Research in Lifespan Development:

Developmental is continous research.

Methods in data collections:

  1. Observations:

    • Laboratory: Controlled setting in which many of the complex factors of the real world are removed.

    • Naturalistic observation: Studies that involve observing behavior in real-world settings.

  2. Survey & inerviews:

    • Can be used to study a wide range of topics from religious beliefs to sexual habits to attitudes about gun control to beliefs about how to improve schools.

    • 1 problem with surveys and interviews is the tendency of participants to answer questions in a way that they think is socially acceptable or desirable rather than to say what they truly think or feel.

  3. Standardised tests:

    • Tests with uniform procedures for administration and scoring.

  4. Case study:

    • Usually performed by mental health professionals when, for either practical or ethical reasons, the unique aspects of an individual’s life cannot be duplicated and tested in other individuals.

  5. Physiological measures:

    • To study development at different points in the life span.

    • Increasingly being used is neuroimaging, especially functional magnetic resonance imaging.

Research design:

  1. Descriptive research:

    • Designed to observe and record behaviour.

    • Descriptive research cannot prove what causes some phenomena, but it can reveal important information about people’s behaviour

  2. Correlational research:

    • Describe the strength of the relationship between 2 or more events/characteristics.

    • Correlation coefficient: Number based on statistical analysis that is used to describe the degree of association between 2 variables. Ranges from -1.00 to +1.00.

  3. Experimental research:

    • Experiment: 1 or more of the factors are manipulated while all other factors are held constant.

    • Independent and dependent variables, experimental and control groups.

Time span of research:

  1. Cross-sectional approach: Individuals of different ages are compared at one time.

  2. Longitudinal approach: Same individuals are studied over a period of time, usually several years or more.

  3. Cohort effects: Due to a person’s time of birth, era, or generation, rather than the person’s actual age.

Conducting Ethical Research:

  1. Informed consent.

  2. Confidentiality.

  3. Debriefing

  4. Deception.

Minimising bias:

  1. Gender bias:

    • Gender bias also has had a less obvious effect within the field of life-span development.

    • Ex: It’s not unusual for conclusions to be drawn about females’ attitudes and behaviours from research conducted with males as the only participants.

  2. Cultural bias:

    • The realization that research on life-span development needs to include more people from diverse ethnic groups has also been building.

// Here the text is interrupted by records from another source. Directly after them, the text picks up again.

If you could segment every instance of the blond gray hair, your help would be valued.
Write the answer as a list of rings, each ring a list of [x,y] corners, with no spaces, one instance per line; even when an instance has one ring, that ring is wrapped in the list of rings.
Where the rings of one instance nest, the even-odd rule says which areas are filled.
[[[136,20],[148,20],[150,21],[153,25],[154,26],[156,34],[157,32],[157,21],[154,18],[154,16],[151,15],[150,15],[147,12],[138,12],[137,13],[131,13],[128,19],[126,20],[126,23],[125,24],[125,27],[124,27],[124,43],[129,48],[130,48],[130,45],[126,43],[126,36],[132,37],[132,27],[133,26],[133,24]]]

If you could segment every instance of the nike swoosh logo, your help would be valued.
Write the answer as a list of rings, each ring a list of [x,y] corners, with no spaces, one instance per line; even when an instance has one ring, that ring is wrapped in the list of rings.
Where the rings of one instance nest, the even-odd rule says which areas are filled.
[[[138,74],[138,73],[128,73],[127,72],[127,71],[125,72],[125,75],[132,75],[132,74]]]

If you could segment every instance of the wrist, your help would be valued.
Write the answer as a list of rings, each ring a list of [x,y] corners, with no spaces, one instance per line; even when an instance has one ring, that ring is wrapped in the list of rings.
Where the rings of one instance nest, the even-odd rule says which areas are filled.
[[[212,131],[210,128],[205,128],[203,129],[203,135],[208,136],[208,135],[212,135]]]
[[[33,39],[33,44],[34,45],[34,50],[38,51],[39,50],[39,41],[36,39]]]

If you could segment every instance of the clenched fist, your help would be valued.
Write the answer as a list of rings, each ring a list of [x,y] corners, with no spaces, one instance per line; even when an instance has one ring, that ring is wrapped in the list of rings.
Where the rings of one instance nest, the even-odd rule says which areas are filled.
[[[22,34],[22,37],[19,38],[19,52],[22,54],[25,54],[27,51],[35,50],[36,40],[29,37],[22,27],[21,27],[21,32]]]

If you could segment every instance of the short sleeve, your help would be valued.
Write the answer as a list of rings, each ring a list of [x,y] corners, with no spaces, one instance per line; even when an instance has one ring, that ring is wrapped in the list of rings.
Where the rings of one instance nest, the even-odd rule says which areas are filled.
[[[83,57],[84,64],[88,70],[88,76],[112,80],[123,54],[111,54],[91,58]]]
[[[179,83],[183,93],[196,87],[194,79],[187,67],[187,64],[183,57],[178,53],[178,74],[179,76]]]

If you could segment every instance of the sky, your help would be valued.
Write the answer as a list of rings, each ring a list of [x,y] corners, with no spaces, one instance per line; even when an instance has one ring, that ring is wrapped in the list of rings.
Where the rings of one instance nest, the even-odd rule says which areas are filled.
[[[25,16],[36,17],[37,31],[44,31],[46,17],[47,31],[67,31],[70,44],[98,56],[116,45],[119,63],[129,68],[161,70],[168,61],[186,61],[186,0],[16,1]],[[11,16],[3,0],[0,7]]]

    • Given that individuals from diverse ethnic groups were excluded from research on lifespan development for so long, we might conclude that people’s real lives are perhaps more varied than research data have indicated in the past.

    • Ethnic gloss: Using an ethnic label such as African American in a superficial way that portrays an ethnic group as being more homogeneous than it really is.

    • Ex: A researcher might describe a research sample like this: “The participants were 60 Latinos.”